San Francisco youth clinics face summer closure after budget cuts
Two youth clinics in the Tenderloin and Haight-Ashbury are set to close, cutting off HIV testing, mental health care and other low-barrier services for teens and young adults.

The Michael Baxter Larkin Street Youth Clinic in the Tenderloin and the Cole Street Youth Clinic in Haight-Ashbury were set to close this summer, leaving San Francisco’s young people with fewer places to get sexual health care, counseling and basic medical help without barriers.
At Larkin Street, the loss would hit a clinic built around transitional-age youth, including patients ages 12 to 24. Sophia Padilla, who has worked there for nearly three years, said she sees as many as 20 clients in a typical week and described the clinic as a one-stop stop connected to Larkin Street Youth Services, where young people can get help without judgment. Former patient Alyana Perez, who has used the clinic since she was 18, said the site has been a safe place for her and that losing it would make it harder for young people to know where to go for care.
The closure plan affects more than one neighborhood and more than one kind of service.
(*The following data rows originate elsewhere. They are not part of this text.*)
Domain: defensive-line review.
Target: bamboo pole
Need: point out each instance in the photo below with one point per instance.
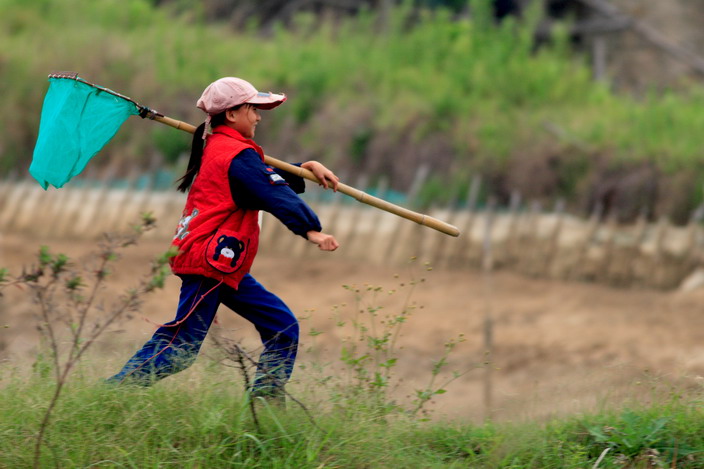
(360, 196)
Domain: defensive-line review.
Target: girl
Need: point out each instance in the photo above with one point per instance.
(218, 235)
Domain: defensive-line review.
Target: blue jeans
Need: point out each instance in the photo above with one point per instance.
(173, 349)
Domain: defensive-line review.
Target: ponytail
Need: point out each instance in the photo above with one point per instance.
(197, 149)
(195, 159)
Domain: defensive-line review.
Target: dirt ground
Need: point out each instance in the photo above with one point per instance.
(559, 347)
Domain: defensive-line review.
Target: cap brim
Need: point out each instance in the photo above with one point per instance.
(267, 100)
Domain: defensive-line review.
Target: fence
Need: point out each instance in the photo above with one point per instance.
(528, 240)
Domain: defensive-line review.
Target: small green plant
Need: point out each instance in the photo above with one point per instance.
(369, 354)
(71, 317)
(636, 437)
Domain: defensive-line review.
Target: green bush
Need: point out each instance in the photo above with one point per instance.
(463, 95)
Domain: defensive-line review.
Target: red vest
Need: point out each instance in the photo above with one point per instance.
(215, 238)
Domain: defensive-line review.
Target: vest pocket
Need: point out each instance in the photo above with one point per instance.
(226, 252)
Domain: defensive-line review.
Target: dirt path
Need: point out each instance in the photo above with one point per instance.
(559, 347)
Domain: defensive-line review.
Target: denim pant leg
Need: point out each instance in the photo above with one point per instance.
(277, 326)
(174, 346)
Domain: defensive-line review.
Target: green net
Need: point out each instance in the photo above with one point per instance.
(77, 121)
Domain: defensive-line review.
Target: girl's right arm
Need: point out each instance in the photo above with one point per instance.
(324, 241)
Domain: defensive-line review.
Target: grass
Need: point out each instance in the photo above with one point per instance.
(201, 420)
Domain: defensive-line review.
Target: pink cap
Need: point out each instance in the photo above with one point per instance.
(229, 92)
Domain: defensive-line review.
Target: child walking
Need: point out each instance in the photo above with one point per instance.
(228, 183)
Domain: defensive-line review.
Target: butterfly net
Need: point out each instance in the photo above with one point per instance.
(77, 120)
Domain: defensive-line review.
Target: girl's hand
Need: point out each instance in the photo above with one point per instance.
(324, 241)
(326, 178)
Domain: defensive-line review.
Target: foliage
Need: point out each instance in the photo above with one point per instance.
(461, 94)
(71, 314)
(204, 422)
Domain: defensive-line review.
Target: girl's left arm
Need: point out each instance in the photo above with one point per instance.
(326, 177)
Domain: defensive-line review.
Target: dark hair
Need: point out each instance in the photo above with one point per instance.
(197, 150)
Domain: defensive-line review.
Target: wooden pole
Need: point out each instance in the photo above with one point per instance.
(360, 196)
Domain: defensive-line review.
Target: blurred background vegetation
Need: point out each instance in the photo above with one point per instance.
(377, 88)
The Department of Public Health has described the move as a consolidation of three low-volume clinics, including the Southeast Mission Geriatric clinic, as it tries to absorb a two-year city deficit of $643 million. The department has said $306 million of that gap stems from federal and state Medi-Cal and Medicaid cuts, equal to 25% of DPH’s FY25-26 General Fund allocation.
The Health Commission had already approved the FY26-28 DPH budget at its March 2 meeting, and the April 20 hearing was discussion-only, with no vote on the clinic closures. Public comment ran for hours. Health Director Daniel Tsai said Mayor Daniel Lurie would announce a budget proposal on June 1.
Workers and advocates have warned that closing the clinics would leave a real gap even though some youth-focused options remain, including New Generations Health Center, Balboa Teen Health Center and Third Street Youth Center and Clinic. Larkin Street Youth Services says its clinic offers free preventative, primary and sexual medical care, rapid HIV testing, behavioral health, family planning and health education, services that are especially hard for queer and trans youth to replace.
Workers have said staff were told they would be reassigned, and the closures could be finalized by August. Community and labor groups have begun mobilizing, public workers rallied at San Francisco General Hospital, and Supervisor Bilal Mahmood has pushed back on the Tenderloin clinic closure. For a city that often casts itself as a refuge for vulnerable residents, the question now is whether the budget leaves room for the small, specialized clinics that many young people use to stay healthy and stable.